Fusioni e aiuti pubblici

La fusione Fiat Chrysler nacque nel 2009 nel pieno di un’altra crisi epocale, allora di natura finanziaria che partendo dagli Stati Uniti travolse le economie mondiali e la vita di milioni di persone. La differenza è che oggi Psa e Fca – l’intesa è al vaglio delle autorità antitrust statunitensi oltre che europee -- viaggiano al buio e ancora (ma fino a quando?) senza nessun intervento pubblico di sostegno all’industria dell’auto.

Fiat Chrysler nacque tra la fine del 2008 e il 2009 quando l’industria americana (Ford esclusa) beneficiò di 85 miliardi di dollari, 25 dall’amministrazione Bush e 50 da quella Obama, in prestiti garantiti e altre agevolazioni.
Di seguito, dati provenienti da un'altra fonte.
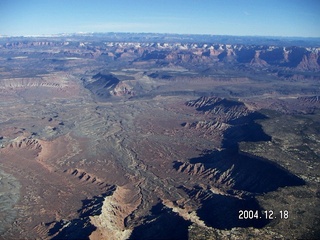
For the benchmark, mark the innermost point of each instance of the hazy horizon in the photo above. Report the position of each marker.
(231, 18)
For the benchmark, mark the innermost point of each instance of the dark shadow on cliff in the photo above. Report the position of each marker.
(162, 223)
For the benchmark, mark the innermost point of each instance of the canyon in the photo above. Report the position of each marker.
(155, 136)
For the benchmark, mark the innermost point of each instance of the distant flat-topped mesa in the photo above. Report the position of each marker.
(302, 55)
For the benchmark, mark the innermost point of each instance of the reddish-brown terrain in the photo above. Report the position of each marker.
(158, 140)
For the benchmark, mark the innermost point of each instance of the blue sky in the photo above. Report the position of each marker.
(218, 17)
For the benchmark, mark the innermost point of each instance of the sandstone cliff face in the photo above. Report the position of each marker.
(300, 58)
(116, 208)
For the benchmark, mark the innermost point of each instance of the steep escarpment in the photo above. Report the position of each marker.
(228, 167)
(102, 217)
(102, 85)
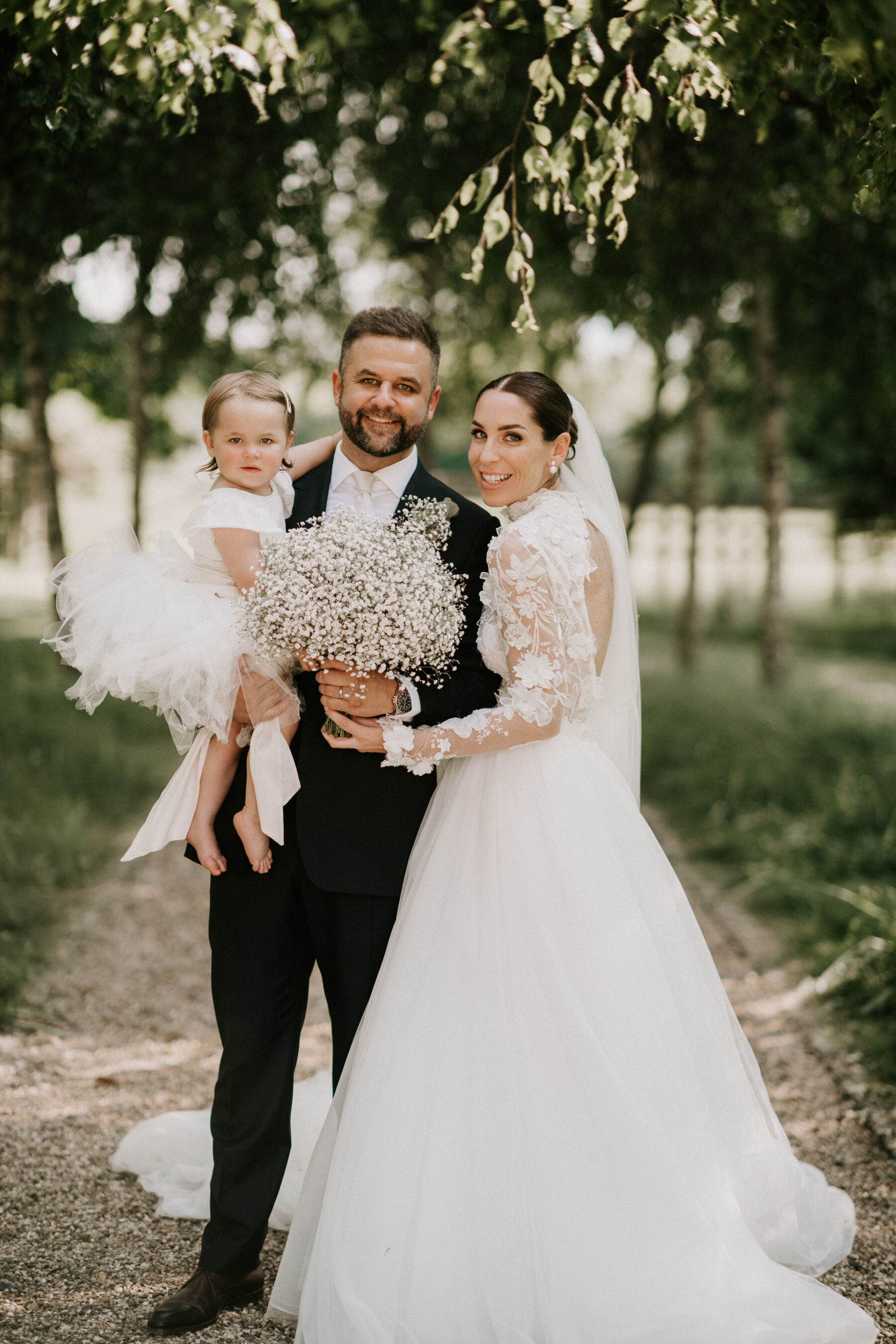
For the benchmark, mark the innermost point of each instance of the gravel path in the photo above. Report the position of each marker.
(121, 1028)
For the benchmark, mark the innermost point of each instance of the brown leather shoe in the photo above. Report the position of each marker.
(197, 1304)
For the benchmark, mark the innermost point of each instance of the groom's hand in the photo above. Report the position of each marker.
(349, 691)
(260, 698)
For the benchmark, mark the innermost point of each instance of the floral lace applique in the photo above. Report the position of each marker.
(535, 632)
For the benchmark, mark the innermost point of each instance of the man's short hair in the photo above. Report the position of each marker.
(399, 323)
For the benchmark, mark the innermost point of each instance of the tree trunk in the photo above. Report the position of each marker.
(770, 423)
(137, 390)
(651, 436)
(37, 387)
(14, 481)
(689, 616)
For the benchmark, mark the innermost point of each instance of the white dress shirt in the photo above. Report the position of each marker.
(390, 484)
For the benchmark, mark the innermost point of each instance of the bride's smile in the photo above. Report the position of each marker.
(511, 454)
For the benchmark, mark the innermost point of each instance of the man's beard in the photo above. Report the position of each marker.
(405, 437)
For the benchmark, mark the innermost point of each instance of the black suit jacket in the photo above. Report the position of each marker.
(358, 822)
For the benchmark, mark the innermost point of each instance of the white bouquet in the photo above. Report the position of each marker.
(371, 593)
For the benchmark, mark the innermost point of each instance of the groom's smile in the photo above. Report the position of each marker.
(386, 398)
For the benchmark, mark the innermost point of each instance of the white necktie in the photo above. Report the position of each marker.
(364, 481)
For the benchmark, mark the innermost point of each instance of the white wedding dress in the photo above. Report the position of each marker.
(551, 1128)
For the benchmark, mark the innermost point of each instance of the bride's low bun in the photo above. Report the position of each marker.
(550, 405)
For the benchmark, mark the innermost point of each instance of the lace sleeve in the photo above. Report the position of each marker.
(530, 703)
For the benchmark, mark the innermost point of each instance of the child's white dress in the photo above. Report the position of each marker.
(159, 628)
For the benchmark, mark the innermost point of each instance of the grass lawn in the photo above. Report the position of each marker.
(69, 786)
(794, 795)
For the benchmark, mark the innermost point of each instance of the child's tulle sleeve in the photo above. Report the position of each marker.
(233, 508)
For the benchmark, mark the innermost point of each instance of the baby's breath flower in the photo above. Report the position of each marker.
(367, 592)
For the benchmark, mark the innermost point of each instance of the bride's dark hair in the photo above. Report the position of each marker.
(550, 405)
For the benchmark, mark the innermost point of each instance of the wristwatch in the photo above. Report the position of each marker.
(402, 702)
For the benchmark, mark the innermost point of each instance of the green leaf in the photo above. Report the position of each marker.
(677, 54)
(586, 76)
(488, 181)
(618, 33)
(643, 105)
(497, 226)
(541, 73)
(468, 191)
(537, 163)
(514, 265)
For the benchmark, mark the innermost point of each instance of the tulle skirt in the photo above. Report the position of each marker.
(139, 627)
(551, 1128)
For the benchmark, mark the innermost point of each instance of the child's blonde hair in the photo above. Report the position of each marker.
(258, 387)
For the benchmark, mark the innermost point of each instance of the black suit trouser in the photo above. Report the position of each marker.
(266, 932)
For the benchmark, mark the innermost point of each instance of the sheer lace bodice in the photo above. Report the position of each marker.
(535, 632)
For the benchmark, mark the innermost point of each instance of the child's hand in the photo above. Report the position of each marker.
(304, 457)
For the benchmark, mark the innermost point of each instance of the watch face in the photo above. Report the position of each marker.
(403, 701)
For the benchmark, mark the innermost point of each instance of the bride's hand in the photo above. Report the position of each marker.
(366, 734)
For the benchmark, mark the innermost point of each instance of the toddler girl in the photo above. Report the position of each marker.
(160, 628)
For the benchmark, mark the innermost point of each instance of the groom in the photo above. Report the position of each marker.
(332, 893)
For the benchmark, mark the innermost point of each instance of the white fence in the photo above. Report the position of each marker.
(731, 558)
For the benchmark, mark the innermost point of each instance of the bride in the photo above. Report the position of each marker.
(551, 1128)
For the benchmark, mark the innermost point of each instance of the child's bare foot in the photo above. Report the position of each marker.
(256, 843)
(202, 838)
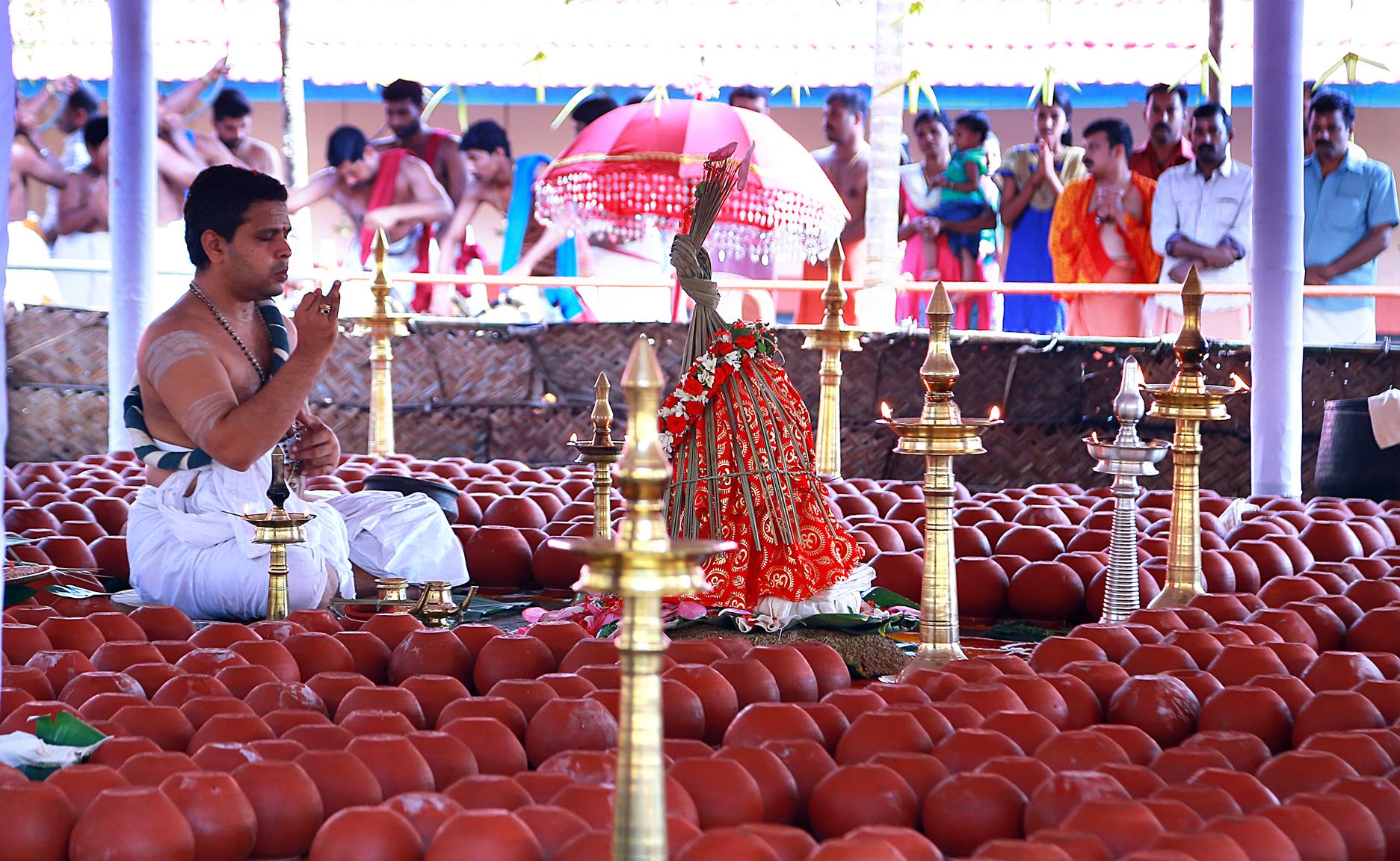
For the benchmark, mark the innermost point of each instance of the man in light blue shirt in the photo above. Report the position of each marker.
(1350, 209)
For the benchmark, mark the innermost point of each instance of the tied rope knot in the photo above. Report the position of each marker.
(694, 271)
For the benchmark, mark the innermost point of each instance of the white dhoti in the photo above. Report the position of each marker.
(644, 259)
(84, 288)
(188, 551)
(399, 258)
(28, 286)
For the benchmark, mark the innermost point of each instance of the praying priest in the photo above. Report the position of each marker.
(221, 380)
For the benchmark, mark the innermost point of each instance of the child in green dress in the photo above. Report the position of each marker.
(962, 197)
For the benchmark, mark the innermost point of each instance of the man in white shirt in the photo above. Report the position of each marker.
(1201, 219)
(80, 107)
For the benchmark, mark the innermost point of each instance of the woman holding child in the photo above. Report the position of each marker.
(928, 255)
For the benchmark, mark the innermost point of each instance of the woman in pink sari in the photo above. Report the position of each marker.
(927, 256)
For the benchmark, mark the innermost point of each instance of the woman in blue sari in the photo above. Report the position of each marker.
(1032, 176)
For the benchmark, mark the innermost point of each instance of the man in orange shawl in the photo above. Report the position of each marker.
(1102, 234)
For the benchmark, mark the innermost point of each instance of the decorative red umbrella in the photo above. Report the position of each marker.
(638, 167)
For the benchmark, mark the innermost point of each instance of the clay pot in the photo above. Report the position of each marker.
(1116, 640)
(511, 657)
(486, 835)
(366, 832)
(962, 814)
(499, 709)
(1381, 797)
(569, 724)
(882, 731)
(718, 700)
(230, 728)
(426, 812)
(1377, 630)
(889, 800)
(497, 750)
(1123, 827)
(1313, 838)
(1330, 540)
(723, 790)
(1340, 671)
(91, 684)
(219, 814)
(1046, 590)
(1336, 710)
(1255, 710)
(1140, 748)
(381, 699)
(342, 779)
(142, 821)
(286, 804)
(752, 681)
(499, 556)
(72, 633)
(1295, 772)
(981, 587)
(1082, 706)
(315, 620)
(1080, 750)
(38, 821)
(1244, 750)
(434, 694)
(1357, 825)
(899, 572)
(368, 654)
(797, 682)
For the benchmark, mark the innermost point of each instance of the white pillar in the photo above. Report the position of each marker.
(6, 133)
(1277, 258)
(295, 129)
(132, 182)
(882, 185)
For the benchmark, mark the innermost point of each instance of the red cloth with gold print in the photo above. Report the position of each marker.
(748, 478)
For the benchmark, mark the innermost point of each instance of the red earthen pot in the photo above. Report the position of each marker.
(797, 682)
(966, 811)
(342, 779)
(888, 800)
(1046, 590)
(1358, 827)
(220, 816)
(1295, 772)
(486, 835)
(1123, 825)
(511, 657)
(38, 821)
(1259, 712)
(1313, 838)
(496, 748)
(1140, 747)
(1114, 640)
(142, 821)
(1336, 710)
(367, 832)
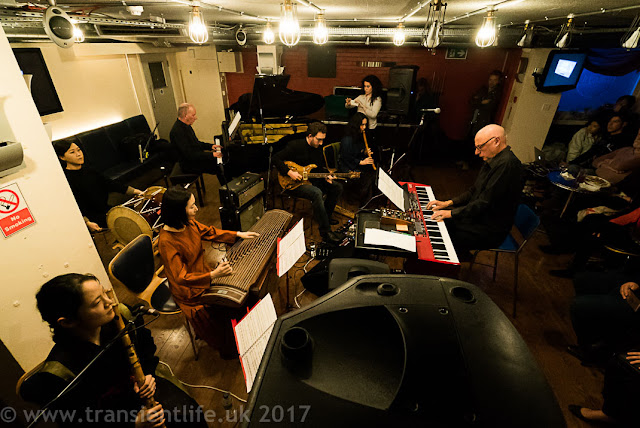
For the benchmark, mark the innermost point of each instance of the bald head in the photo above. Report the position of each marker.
(490, 141)
(187, 113)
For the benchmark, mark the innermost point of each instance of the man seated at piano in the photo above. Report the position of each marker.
(303, 152)
(180, 247)
(482, 217)
(356, 154)
(195, 156)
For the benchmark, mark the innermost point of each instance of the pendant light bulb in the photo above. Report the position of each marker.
(268, 37)
(487, 34)
(198, 32)
(289, 31)
(398, 35)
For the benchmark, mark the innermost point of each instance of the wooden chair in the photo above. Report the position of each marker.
(526, 221)
(134, 268)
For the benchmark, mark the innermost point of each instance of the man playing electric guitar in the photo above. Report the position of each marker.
(304, 152)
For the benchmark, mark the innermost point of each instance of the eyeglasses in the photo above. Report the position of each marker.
(479, 148)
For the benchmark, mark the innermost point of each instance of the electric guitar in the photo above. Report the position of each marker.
(288, 183)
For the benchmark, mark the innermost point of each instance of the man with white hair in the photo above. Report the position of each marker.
(195, 156)
(482, 217)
Oggi in America l’amministrazione Trump non ha stanziato aiuti specifici per l’auto nel piano di 2mila miliardi, di cui 350 destinati a sostenere le piccole e medie imprese come lo sono i dealer automobilistici. In Europa il discorso potrebbe aprirsi a breve, considerando già adesso aprile chiuso per coronavirus come marzo. E una visibilità vicina allo zero sul dopo.